Grounded and honest
Five years before the world stopped, I had a life I was still learning how to live. COVID didn't just pause things, it rearranged them. Now I'm calling this Step Zero: the place you stand before the first step, where everything familiar feels slightly foreign. Relearning my music, my videos, this blog, not from scratch, but from somewhere stranger than scratch. Like finding an old journal written in your own handwriting and having to remember who that person was.
Yesterday I pulled everything out. Photography gear, video equipment, SD cards, cables, the physical evidence of years I hadn't sorted through since before everything changed. I wasn't organizing it neatly. I was looking for something else. Memories, maybe. A clue about who I was when I was making things. I built this studio space during the pandemic thinking it would solve something, thinking if I had the right place to sit, the creativity would follow.
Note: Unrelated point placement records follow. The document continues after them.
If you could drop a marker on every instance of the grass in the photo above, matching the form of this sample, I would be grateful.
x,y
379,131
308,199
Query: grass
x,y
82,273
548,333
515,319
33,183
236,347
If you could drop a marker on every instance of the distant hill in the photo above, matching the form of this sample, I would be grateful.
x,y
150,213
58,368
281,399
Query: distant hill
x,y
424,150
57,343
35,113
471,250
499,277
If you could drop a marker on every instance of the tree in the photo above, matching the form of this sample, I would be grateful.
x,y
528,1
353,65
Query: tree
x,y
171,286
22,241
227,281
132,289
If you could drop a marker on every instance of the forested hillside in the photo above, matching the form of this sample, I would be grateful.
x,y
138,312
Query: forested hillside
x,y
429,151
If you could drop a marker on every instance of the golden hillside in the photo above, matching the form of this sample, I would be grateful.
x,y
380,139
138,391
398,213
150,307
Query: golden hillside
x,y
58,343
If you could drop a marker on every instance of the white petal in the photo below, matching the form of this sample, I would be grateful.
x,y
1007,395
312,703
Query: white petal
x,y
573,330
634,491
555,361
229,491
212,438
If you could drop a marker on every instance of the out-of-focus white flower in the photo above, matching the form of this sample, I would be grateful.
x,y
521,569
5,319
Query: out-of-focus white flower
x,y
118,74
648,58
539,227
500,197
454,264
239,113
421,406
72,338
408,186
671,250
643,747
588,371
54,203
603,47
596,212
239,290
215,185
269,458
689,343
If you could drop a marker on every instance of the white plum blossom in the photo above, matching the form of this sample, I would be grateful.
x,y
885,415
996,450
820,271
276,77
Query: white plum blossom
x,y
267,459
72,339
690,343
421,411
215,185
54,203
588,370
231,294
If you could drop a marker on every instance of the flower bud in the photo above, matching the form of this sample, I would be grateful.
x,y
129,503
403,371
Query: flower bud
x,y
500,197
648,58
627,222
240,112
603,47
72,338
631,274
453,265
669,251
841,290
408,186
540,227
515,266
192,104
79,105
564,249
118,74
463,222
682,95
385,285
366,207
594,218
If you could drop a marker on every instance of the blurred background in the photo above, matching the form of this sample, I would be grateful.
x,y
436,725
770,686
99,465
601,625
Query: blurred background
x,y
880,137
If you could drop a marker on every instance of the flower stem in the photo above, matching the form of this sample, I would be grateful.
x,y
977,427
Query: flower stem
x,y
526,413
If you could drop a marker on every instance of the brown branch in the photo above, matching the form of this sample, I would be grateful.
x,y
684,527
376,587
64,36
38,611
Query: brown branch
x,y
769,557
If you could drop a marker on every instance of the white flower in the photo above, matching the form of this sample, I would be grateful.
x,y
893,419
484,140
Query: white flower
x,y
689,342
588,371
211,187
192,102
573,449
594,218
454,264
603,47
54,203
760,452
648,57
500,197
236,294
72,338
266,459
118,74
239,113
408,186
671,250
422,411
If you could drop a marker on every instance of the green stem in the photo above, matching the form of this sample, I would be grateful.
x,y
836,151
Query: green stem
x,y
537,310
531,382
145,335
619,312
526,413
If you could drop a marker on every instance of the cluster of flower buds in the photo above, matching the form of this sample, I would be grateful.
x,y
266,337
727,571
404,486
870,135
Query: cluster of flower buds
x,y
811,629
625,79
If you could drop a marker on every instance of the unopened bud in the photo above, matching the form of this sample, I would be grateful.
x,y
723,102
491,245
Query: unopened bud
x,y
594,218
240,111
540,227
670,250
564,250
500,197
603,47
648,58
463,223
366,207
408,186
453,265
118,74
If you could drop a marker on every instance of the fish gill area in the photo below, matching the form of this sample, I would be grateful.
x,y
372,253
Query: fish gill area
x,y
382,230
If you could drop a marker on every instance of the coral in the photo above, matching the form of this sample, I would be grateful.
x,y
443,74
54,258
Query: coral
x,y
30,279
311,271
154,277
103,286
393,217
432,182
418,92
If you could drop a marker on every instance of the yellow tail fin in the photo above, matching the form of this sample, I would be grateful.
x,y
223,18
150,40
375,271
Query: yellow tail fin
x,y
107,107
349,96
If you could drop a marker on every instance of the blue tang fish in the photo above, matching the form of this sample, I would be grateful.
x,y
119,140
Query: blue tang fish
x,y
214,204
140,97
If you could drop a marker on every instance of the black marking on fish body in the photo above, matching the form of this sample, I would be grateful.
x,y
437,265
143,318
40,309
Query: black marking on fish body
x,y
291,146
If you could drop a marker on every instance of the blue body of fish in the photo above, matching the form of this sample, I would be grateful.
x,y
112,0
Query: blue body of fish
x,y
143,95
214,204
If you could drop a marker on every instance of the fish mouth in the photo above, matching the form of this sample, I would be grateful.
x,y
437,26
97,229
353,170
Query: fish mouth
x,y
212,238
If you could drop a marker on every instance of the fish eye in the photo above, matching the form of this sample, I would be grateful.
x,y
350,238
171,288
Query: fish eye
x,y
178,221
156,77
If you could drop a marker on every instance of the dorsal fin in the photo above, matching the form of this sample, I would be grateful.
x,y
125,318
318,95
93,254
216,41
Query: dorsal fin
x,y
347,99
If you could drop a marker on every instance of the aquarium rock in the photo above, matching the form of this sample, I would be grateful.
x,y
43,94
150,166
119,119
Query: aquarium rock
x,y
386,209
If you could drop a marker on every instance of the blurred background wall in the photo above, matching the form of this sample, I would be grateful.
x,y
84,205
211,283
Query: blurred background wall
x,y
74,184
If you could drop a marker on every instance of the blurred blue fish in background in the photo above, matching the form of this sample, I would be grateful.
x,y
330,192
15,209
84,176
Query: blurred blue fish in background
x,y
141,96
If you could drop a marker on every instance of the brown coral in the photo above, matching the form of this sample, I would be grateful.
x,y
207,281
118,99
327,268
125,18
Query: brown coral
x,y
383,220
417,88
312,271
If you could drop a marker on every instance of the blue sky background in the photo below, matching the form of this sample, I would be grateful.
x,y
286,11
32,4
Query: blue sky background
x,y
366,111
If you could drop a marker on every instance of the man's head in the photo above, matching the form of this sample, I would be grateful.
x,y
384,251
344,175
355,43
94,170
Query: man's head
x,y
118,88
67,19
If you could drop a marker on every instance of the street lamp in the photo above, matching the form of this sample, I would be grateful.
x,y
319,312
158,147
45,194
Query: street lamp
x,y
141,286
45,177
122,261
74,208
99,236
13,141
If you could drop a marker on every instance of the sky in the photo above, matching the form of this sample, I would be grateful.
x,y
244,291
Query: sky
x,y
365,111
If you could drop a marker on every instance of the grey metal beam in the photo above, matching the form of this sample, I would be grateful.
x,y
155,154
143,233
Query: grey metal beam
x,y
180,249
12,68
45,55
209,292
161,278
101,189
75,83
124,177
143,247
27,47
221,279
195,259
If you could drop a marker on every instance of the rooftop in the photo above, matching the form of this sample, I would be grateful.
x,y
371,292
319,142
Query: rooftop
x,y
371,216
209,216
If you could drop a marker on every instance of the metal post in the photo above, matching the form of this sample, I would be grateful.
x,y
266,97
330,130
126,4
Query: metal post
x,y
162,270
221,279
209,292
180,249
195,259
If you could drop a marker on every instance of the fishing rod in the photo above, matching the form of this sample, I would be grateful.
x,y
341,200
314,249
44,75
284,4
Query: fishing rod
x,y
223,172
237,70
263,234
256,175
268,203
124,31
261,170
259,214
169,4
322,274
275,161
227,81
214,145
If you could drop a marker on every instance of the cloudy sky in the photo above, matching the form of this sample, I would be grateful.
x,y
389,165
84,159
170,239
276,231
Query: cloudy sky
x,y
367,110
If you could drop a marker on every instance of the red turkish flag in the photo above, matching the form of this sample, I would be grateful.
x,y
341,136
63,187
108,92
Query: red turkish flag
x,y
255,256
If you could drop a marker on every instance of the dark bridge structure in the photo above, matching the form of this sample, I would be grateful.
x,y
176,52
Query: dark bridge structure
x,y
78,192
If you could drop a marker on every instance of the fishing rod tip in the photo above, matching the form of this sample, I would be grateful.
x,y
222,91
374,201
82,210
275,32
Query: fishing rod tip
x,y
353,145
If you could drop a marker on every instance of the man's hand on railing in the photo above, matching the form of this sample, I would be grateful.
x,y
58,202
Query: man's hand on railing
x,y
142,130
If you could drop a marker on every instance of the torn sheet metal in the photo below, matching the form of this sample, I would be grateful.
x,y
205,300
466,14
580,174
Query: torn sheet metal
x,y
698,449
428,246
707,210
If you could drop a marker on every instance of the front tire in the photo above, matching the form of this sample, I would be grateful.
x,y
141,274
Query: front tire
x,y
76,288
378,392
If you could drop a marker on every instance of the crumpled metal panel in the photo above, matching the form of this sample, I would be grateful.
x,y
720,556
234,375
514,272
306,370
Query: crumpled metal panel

But standing there with all this gear spread across the table, I realized I wasn't trying to get back to who I was five years ago. I was just trying to understand why I ever wanted to make anything at all. That's Step Zero. Not a return. Just a question mark.
I don't know yet, and that's okay. Step Zero isn't about having answers. It's about admitting you've lost the thread and being willing to find it again, even if it takes longer than you want. The gear sitting on that table represents years I can't get back. The studio I built during the pandemic was supposed to fix something I couldn't name. But standing there yesterday, I realized I'd forgotten why I even loved making things in the first place. Maybe that's the real work now. Not rebuilding. Just remembering how to want it.